First there's this one:
Dog lover mauled to death by his pets | News.com.au
Personally, I believe these dogs should have been put down after the first lot of attacks, but hey, the owner won and chose to continue living with them.A DOCTOR who won a four-year legal battle to save his three dogs from being put down for attacking humans has been mauled to death by the animals.
Sky News said today the 52-year-old victim was attacked in his garden in Ljubljana, Slovenia, and died before police arrived. Officers shot one of the bullmastiffs dead and the other two were put down.
The pets spent years in "custody" pending legal hearings, but when one of them attacked a dog handler, authorities ordered them to be put down.
But at the eleventh hour, in June 2009, the doctor succeeded in overturning the order and got his dogs back, sparking national controversy.
They were apparently not grateful.
"Three dogs bit their 52-year-old owner to death in Ljubljana yesterday," police spokeswoman Maja Adlesic said.
News of the owner's death prompted an opposition party to call for the resignation of the agriculture minister for failing to stop the dogs from being released back to their owner.
Police gave no more details and have so far refused to identify the victim, in line with the country's privacy laws.
Then there's this one:
Laws urged as dog attack stats revealed | News.com.au
Perhaps if more parents were more aware and supervised their kids this wouldn't be an issue. At least they're pushing blame the deed not the breed in this article. I know Michael and he is a decent man who wants the best for dogs. Fingers crossed the message gets through.ALARMING new statistics reveal at least 11 babies or toddlers are being mauled by dogs every month in Queensland.
The state's 32 public hospital emergency departments have treated 4471 Queenslanders for dog-related injuries since July 2007 - 144 every month.

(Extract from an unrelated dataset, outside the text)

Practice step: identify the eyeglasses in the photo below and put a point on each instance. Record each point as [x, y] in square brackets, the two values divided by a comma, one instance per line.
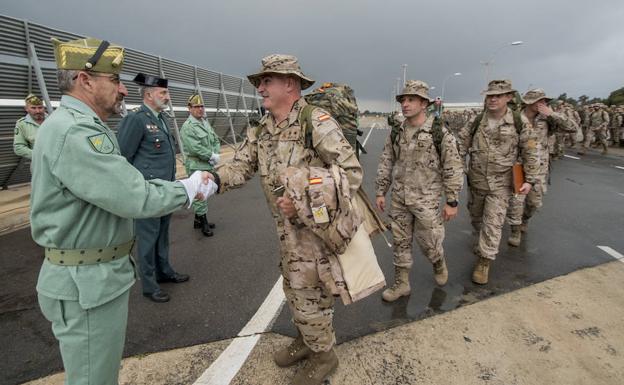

Statistics showed 36 children aged 12 or younger were treated every month, including 11 aged three and under.
Royal Brisbane Hospital paediatric physician Dr Jason Acworth said he treated a child every fortnight, some requiring plastic surgery for horrific facial injuries.
"Unfortunately we see lots of face bites," Dr Acworth said.
Pit bulls and staffordshire terriers were responsible for most vicious attacks, but every breed was a danger if provoked, he said.
The RSPCA has called for uniform dog laws, which currently are enforced differently by many councils. The society's Michael Beatty said people should "punish the deed not the breed".
"There are some people who shouldn't have children, let alone animals," he said.
Brisbane veterinary behaviourist Dr Cam Day said owners were a problem but some dogs were "bent in the head".
This world is going down the toilet fast. I can't wait to buy lots of land and live there with my dog (that will turn into dogs hehe) in privacy and comfort without having to deal with this crap!